Marketing Mix Model for All: Using R for MMM

Understanding the ROI across all of your paid marketing channels is a top priority for senior-level executives across every industry and every geographical market.  Getting a clear sense of the ROI on each channel allows companies to answer really important questions.  For example:

  • What will happen if I increase my Email spend by 20%?
  • What is the level of saturation I can expect from my Paid Search channel?
  • How do I incorporate seasonality into my budget allocation strategy?
  • How do I optimize my budget allocation across all of my paid channels?
  • Which geographies should I focus my efforts?

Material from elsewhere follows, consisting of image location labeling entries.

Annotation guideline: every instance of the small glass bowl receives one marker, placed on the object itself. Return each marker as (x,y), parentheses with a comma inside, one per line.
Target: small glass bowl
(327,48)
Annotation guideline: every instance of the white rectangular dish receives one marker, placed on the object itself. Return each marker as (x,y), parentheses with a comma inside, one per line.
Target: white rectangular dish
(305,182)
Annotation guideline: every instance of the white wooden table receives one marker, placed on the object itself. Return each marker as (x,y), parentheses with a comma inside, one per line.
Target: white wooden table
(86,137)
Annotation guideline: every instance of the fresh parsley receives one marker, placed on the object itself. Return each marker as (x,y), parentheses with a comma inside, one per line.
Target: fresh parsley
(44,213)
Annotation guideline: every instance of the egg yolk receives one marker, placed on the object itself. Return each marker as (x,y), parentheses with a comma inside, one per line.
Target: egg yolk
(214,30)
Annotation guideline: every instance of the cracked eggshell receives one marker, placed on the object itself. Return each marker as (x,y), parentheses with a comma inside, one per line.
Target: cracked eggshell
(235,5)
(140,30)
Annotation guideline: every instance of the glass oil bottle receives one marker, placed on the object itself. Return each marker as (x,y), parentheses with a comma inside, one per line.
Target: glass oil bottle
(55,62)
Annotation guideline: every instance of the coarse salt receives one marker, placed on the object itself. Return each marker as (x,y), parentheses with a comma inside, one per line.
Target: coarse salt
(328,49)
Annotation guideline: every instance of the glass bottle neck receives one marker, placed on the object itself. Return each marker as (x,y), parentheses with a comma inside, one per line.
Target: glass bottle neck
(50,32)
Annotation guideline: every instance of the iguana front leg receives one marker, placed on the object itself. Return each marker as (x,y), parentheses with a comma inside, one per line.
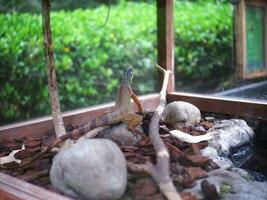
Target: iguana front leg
(135,99)
(132,119)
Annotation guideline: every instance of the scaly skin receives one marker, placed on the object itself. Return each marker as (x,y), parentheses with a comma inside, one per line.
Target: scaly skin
(121,113)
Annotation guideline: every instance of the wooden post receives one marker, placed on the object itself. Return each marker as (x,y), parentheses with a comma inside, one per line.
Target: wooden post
(51,74)
(165,40)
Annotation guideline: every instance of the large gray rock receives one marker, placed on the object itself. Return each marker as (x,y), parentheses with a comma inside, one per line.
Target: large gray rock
(121,135)
(180,113)
(90,169)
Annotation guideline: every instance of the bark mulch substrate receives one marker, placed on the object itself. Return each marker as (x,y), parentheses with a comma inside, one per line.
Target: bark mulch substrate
(186,163)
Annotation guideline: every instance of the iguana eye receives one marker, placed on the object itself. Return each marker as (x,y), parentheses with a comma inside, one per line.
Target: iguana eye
(128,73)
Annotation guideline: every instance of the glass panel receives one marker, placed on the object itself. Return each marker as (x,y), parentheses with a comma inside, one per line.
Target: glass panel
(93,43)
(255,37)
(204,50)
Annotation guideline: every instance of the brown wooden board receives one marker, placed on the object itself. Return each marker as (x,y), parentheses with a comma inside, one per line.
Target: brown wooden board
(39,126)
(165,39)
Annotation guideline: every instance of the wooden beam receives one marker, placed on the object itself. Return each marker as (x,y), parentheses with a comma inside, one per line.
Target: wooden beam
(14,189)
(234,107)
(165,40)
(39,126)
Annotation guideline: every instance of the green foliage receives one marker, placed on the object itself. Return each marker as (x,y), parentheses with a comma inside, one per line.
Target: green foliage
(203,39)
(90,60)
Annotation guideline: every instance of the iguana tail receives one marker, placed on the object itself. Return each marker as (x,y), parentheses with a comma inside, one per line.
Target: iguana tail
(102,120)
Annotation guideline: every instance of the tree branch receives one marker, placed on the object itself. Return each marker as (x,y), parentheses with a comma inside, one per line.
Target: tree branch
(51,74)
(159,172)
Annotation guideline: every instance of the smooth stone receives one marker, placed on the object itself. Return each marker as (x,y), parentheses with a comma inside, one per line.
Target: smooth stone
(121,135)
(180,113)
(231,133)
(211,153)
(90,169)
(218,178)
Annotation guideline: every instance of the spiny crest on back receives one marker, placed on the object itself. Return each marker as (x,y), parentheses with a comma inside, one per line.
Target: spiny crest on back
(128,75)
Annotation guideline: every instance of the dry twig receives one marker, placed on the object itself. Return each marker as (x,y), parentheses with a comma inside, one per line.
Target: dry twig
(51,74)
(160,172)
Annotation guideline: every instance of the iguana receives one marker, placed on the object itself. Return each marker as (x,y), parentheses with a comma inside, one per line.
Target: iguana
(122,111)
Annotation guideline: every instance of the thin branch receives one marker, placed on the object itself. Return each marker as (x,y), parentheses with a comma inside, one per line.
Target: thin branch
(51,74)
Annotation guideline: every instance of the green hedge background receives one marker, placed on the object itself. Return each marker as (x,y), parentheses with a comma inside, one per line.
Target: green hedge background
(90,59)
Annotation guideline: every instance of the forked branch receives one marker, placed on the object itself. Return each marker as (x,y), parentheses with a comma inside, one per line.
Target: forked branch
(160,172)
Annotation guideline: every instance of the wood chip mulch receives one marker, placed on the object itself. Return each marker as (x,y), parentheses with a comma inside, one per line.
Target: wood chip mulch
(186,163)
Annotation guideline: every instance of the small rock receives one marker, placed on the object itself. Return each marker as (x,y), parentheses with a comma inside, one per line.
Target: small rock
(180,113)
(209,190)
(206,125)
(90,169)
(121,135)
(196,172)
(195,160)
(209,118)
(144,188)
(231,133)
(188,196)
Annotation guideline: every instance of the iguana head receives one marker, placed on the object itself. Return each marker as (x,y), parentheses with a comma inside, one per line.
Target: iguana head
(128,75)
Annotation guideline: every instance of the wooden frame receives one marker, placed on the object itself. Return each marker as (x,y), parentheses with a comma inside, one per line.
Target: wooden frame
(240,40)
(14,189)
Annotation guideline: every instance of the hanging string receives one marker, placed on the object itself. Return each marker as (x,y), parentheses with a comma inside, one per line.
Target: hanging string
(106,18)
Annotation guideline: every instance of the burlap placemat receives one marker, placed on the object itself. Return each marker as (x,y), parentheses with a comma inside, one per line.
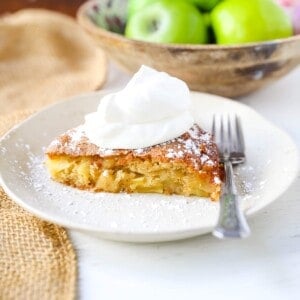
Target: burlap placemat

These are consequential questions that have the potential to have a major impact on how a business operates.  With that, it’s no wonder that companies devote significant time, energy , and resources to creating (or purchasing) a Marketing (or Media) Mix Modeling framework.  The aim of this post is to show you how you can use the data that you already have in conjunction with open source tools to create your own MMM solution.

We will take a look a more in-depth look at the example Trevor and I co-presented at Adobe’s Digital Marketing Summit this past March.  While we will only be examining a single channel, a creative analyst could use this as the foundation for a larger MMM effort.  Many times, the analysts I work with are given a target for the amount of revenue a particular marketing channel is responsible for contributing to the overall business.  The question I am often asked is, “How much do I need to spend in my channel to reach my revenue goal?”

 

Let’s start by taking a quick look at the data:

For this example, we are looking at Email channel data.  This data set is aggregated to the campaign level, meaning each row represents one unique campaign, which is designated in the first column.  Since we are examining the single channel case, it comes as no surprise that each campaign roles up to the Email channel.  The third column, Return, is some measure of value to your site.  This will vary depending on two things:

  1. What is valuable to your site? Are you in the retail industry where customers are making purchases directly on your site?  If so, you may want to use Revenue or Orders for your measure of value.  Are you a media site where consumption of content is the most important metric?  If so, you may want to use blog views or subscriptions as your measure of value.  Return will always be specific to your industry and your business organization.
  2. What type of attribution model are you using? The amount of Return allocated to each campaign will be directly affected by the attribution method that you deploy.  Most companies are using simple, rules-based attribution methods like first touch or last touch.  These are great places to start.  If your organization is a little further in its analytics journey, you may want to think about using a more algorithmic, data-driven approach.

The last column, Spend, is a measure of cost associated with that campaign.  This could include direct costs as well as indirect costs.  For example, the cost of each email campaign is typically tied to the number of emails that were sent – this is a direct cost.  We may want to consider including some of the indirect costs of the time and resources that created the visual and manage the email with a vendor.  The indirect costs are typically more difficult to quantify, so including just the direct costs is usually a good starting point.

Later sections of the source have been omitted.